Yandex SpeechKit STT Plugin for LiveKit Agents

⚠️ IMPORTANT DISCLAIMER This is an independent, community-developed plugin and is NOT officially affiliated with or endorsed by LiveKit or Yandex.

This project is NOT part of either the official LiveKit or Yandex ecosystems.
For issues, support, or contributions related to this plugin, please use this project's repository directly.
Do not use LiveKit's or Yandex's official support channels for plugin-specific matters.

This plugin provides Yandex SpeechKit Speech-to-Text (STT) integration for LiveKit Agents, enabling real-time Russian and English speech recognition.

Features

Real-time streaming STT using Yandex SpeechKit v3 API
Multi-language support with a primary focus on Russian and English
Automatic language detection capabilities
Interim results for responsive user experience
Profanity filtering and text normalization options
Seamless LiveKit integration following established plugin patterns

🧪 End-to-End Testing

🎉 BONUS FEATURE!

This plugin goes WAY BEYOND basic STT functionality by including a COMPREHENSIVE E2E TESTING INFRASTRUCTURE with REAL LiveKit Cloud integration!

This is NOT your typical plugin - you're getting testing capabilities that most plugins simply don't offer.

This exceptional testing infrastructure validates the COMPLETE PIPELINE from audio input to LiveKit room management, giving you confidence that everything works together seamlessly.

What makes this special:

✨ Real LiveKit Cloud rooms - Not mocked, not simulated - ACTUAL cloud infrastructure testing
✨ Complete agent lifecycle testing - Full room creation, participant management, and cleanup
✨ Production-ready validation - Test the exact same pipeline your users will experience
✨ Professional debugging tools - Descriptive room naming and dashboard monitoring
✨ Zero setup complexity - Provide your LiveKit credentials and run the tests

Room Naming Convention

Tests use descriptive room names that indicate the test type and expected participant counts for easy debugging:

test-simple-expect-0p-room-XXXXXXXX - Simple infrastructure tests with 0 participants expected
test-simple-expect-1p-room-XXXXXXXX - Simple connection tests with 1 participant expected
test-agent-expect-2p-room-XXXXXXXX - Agent tests with 2 participants expected (agent and participant)

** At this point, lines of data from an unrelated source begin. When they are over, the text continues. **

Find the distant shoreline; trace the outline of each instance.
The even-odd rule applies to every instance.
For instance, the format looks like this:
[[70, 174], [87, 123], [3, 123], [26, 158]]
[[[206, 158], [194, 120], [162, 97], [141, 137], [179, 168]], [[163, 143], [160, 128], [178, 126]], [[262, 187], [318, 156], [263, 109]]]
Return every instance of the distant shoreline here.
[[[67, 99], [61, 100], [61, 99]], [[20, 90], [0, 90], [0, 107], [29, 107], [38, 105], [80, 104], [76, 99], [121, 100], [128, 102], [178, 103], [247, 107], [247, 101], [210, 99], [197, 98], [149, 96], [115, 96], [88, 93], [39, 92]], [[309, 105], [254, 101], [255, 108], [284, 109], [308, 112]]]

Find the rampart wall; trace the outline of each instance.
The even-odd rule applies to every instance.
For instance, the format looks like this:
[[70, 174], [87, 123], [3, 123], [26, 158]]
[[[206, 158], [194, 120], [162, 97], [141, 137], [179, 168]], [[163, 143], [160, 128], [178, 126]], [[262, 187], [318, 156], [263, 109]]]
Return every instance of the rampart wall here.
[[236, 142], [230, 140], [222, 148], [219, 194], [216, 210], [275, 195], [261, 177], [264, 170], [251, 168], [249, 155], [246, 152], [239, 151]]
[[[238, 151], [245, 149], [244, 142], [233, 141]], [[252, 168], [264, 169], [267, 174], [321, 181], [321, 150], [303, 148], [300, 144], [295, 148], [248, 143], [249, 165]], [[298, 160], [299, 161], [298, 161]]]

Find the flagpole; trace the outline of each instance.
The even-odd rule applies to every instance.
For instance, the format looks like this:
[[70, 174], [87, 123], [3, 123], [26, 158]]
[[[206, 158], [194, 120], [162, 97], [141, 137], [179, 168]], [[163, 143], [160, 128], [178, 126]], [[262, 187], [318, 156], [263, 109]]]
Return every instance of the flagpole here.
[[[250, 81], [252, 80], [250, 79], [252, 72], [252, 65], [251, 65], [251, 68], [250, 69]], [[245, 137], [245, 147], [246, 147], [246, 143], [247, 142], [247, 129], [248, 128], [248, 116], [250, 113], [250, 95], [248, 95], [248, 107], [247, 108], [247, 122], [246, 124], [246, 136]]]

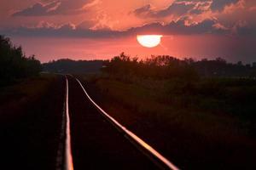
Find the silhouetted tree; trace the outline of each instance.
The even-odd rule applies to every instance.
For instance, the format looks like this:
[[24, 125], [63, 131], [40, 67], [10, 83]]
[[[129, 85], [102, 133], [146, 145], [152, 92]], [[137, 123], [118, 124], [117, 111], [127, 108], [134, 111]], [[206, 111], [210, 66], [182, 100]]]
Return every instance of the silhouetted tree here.
[[0, 84], [38, 75], [41, 64], [35, 56], [26, 57], [21, 47], [0, 36]]

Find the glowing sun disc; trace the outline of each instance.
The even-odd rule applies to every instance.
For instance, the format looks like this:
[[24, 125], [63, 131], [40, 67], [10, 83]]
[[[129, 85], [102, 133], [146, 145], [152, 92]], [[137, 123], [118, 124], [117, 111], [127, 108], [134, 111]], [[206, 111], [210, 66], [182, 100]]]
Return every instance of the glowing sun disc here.
[[161, 42], [162, 35], [137, 35], [137, 42], [143, 47], [154, 48]]

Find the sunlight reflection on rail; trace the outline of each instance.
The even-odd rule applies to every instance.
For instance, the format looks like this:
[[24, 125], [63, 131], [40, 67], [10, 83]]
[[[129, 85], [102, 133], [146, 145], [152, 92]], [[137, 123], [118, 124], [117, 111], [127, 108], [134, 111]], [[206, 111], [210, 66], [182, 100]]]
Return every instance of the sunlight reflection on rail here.
[[146, 142], [144, 142], [142, 139], [137, 137], [135, 133], [128, 130], [126, 128], [122, 126], [119, 122], [118, 122], [114, 118], [110, 116], [107, 112], [105, 112], [98, 105], [96, 105], [91, 98], [89, 96], [85, 89], [84, 88], [82, 83], [79, 79], [77, 79], [77, 82], [80, 84], [82, 89], [84, 90], [85, 95], [88, 97], [88, 99], [90, 100], [90, 102], [102, 113], [104, 116], [106, 116], [113, 123], [114, 123], [119, 128], [122, 129], [127, 135], [129, 135], [133, 140], [135, 140], [138, 144], [140, 144], [143, 148], [146, 149], [148, 152], [150, 152], [153, 156], [154, 156], [156, 158], [158, 158], [160, 161], [161, 161], [166, 167], [168, 167], [170, 169], [173, 170], [178, 170], [178, 167], [177, 167], [174, 164], [172, 164], [169, 160], [167, 160], [165, 156], [163, 156], [161, 154], [160, 154], [158, 151], [156, 151], [154, 148], [152, 148], [149, 144], [148, 144]]

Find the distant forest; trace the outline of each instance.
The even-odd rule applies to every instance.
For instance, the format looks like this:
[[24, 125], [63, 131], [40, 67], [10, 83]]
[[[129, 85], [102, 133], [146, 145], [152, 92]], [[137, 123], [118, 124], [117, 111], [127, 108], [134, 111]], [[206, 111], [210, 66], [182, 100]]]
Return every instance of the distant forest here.
[[152, 55], [145, 60], [125, 53], [108, 60], [72, 60], [61, 59], [43, 64], [44, 71], [58, 73], [98, 73], [115, 76], [137, 76], [153, 78], [255, 77], [256, 63], [228, 63], [222, 58], [195, 60], [179, 60], [170, 55]]
[[157, 79], [183, 77], [255, 77], [256, 63], [243, 65], [228, 63], [221, 58], [216, 60], [179, 60], [169, 55], [151, 56], [146, 60], [131, 58], [122, 53], [104, 61], [104, 72], [112, 75], [131, 75]]
[[26, 57], [20, 46], [0, 35], [0, 86], [18, 79], [37, 76], [42, 70], [35, 56]]
[[61, 59], [43, 64], [44, 71], [55, 73], [97, 73], [101, 71], [103, 60], [72, 60]]

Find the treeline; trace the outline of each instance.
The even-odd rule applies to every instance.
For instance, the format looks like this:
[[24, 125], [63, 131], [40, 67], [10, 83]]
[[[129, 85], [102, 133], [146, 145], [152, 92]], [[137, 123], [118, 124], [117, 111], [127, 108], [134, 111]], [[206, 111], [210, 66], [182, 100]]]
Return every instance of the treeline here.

⚠️ Important: Account Balance Requirements

Before running E2E tests, ensure your Yandex Cloud account has a positive balance. Tests will fail with authentication errors if your account balance is negative or insufficient.

🚀 Ready to test like a pro? See DEVELOPMENT.md for detailed testing information and LiveKit Cloud dashboard monitoring.

Installation

Prerequisites

Ensure your system meets the following requirements:

Git: Download Git if not already installed.
Python 3.9+: Ensure Python is installed and configured correctly (matches LiveKit Agents requirement)
Hatch: Install modern, extensible Python project manager Hatch.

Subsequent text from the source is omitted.